„Man kann es doch färben“, wandte Wilma ein.
„Hast du das gemacht?“
„Ja, in hellblau. Sieht gut aus.“
„Und wie oft hast du es seitdem getragen?“
„Einmal“, gab sie zu, „erst war ich immerzu schwanger und dann hatten wir nie Gelegenheit, auf Bälle zu gehen.“
„Eben. Ein umgefärbtes Ballkleid kann ich auch nicht brauchen. Wieso kann ich das Kostüm von der standesamtlichen Trauung nicht auch in der Kirche tragen?“
„Schatz, das gehört sich nicht. Ein graues Kostüm! Alle werden denken, etwas stimmt nicht.“
„Grau? Wieso grau?“ Entsetztes Keuchen bei den Schwiegereltern.
„Weil graue Wildseide ein Schweinegeld kostet und ich die Farbe noch gut bei wichtigeren Meetings tragen kann. Ich hab´s mit Elfenbein probiert, aber es sieht eben wie ein Brautkostüm aus, da grinsen doch alle, Guck, die trägt ihre Hochzeitsklamotten auf. Das kann ich mir nicht leisten.“
„Nimmst du deine Arbeit nicht etwas zu wichtig?“, fragte Wilma pikiert. „Du beurteilst alles danach, ob du es ins Büro anziehen kannst!“
„Wonach denn sonst?“, fragte ich ehrlich erstaunt.

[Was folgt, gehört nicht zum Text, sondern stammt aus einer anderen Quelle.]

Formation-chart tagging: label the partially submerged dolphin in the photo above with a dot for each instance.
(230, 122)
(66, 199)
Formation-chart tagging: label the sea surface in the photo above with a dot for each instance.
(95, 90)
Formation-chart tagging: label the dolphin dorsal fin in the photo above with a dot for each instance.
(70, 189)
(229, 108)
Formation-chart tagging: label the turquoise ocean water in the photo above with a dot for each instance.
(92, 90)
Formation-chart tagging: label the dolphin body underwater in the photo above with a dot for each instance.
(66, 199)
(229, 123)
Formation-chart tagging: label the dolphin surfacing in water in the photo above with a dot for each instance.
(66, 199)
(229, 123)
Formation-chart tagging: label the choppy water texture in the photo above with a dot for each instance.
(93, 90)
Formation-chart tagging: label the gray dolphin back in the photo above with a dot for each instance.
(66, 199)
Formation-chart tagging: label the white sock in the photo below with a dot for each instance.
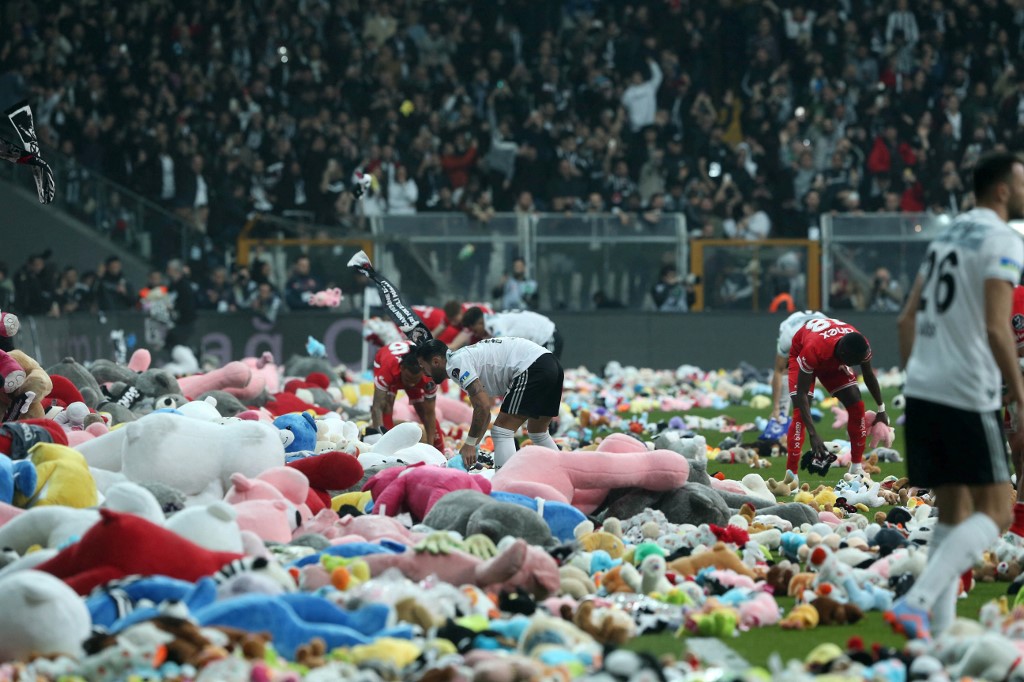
(504, 440)
(960, 550)
(944, 609)
(543, 439)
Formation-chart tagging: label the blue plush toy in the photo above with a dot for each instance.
(560, 517)
(299, 431)
(351, 550)
(792, 542)
(16, 477)
(116, 605)
(294, 620)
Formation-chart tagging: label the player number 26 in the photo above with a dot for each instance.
(944, 286)
(398, 348)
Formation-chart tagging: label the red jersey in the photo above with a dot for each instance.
(814, 345)
(431, 316)
(1017, 317)
(387, 374)
(483, 306)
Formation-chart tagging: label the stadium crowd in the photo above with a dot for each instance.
(753, 118)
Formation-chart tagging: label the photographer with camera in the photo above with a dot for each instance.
(887, 295)
(672, 293)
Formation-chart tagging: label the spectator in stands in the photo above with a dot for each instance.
(266, 302)
(517, 292)
(217, 294)
(494, 93)
(640, 98)
(244, 288)
(182, 306)
(670, 293)
(301, 286)
(753, 223)
(116, 293)
(603, 302)
(33, 294)
(6, 288)
(72, 295)
(401, 192)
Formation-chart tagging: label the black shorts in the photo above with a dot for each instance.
(555, 344)
(949, 446)
(536, 391)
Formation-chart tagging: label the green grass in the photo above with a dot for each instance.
(756, 645)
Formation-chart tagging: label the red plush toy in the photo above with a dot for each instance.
(327, 471)
(121, 545)
(64, 392)
(16, 438)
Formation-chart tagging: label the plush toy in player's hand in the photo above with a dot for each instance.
(28, 154)
(363, 183)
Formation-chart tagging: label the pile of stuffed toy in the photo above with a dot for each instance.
(233, 525)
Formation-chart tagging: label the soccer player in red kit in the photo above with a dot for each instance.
(396, 369)
(824, 350)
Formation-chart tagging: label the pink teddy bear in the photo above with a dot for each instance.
(9, 324)
(12, 373)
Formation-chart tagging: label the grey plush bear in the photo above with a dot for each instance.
(472, 512)
(76, 373)
(698, 503)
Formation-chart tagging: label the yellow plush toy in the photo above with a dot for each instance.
(64, 478)
(37, 382)
(356, 499)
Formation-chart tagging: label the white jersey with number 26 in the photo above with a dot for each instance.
(951, 363)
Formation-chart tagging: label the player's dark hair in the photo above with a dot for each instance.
(411, 360)
(991, 170)
(452, 309)
(853, 345)
(471, 316)
(430, 349)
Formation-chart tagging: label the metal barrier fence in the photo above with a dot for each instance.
(869, 261)
(452, 255)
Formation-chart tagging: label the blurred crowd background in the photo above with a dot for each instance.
(752, 118)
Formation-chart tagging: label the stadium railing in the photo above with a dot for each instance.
(116, 212)
(856, 247)
(452, 255)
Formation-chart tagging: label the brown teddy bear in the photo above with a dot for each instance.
(836, 612)
(613, 627)
(719, 556)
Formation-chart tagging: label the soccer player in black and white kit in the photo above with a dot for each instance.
(955, 343)
(528, 376)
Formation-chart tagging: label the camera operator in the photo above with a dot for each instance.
(887, 295)
(672, 293)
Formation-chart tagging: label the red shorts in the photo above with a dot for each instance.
(832, 380)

„Du bist kaltschnäuzig!“, warf sie mir vor.
„Weiß ich“, grinste ich, „aber ich bin nun mal ein unromantischer Mensch.“
„Lohnt es sich denn noch, wenn du dich so in deine Arbeit reinkniest?“, fragte Werners Vater. Ich sah ihn verblüfft an, und er versuchte, seine Frage zu erläutern. „Ich meine, ihr kriegt doch sicher bald Kinder, und dann hörst du doch ohnehin auf zu arbeiten.“
„Das hat ja wohl noch Zeit, und scharf bin ich auf Kinder nicht.“
„Vielleicht in zwei, drei Jahren“, fügte Werner hinzu und ich blinzelte überrascht. Das hatten wir so präzise nicht ausgemacht! Na, vielleicht wollte er mir nur ein bisschen helfen.
Ich beendete die Debatte, indem ich Werners Mutter beim Abräumen zur Hand ging. So entkam ich wenigstens den voll gestopften, aber deshalb leider kein bisschen müden Kindern, die sofort wieder begannen, im Wohnzimmer herumzutoben, bis Wilma eine Fernsehsendung entdeckte, mit der man sie ruhig stellen konnte. Wir plauderten halblaut über neutrale Themen, das Wetter, Urlaubspläne, Sonderangebote, nur nicht über diese furchtbare Hochzeit, während wir einträchtig die Spülmaschine einräumten und die Arbeitsplatten abwischten. Was würden sie erst sagen, wenn sie hörten, dass ich vorhatte, meinen Namen zu behalten? Das wusste ja noch nicht einmal Werner!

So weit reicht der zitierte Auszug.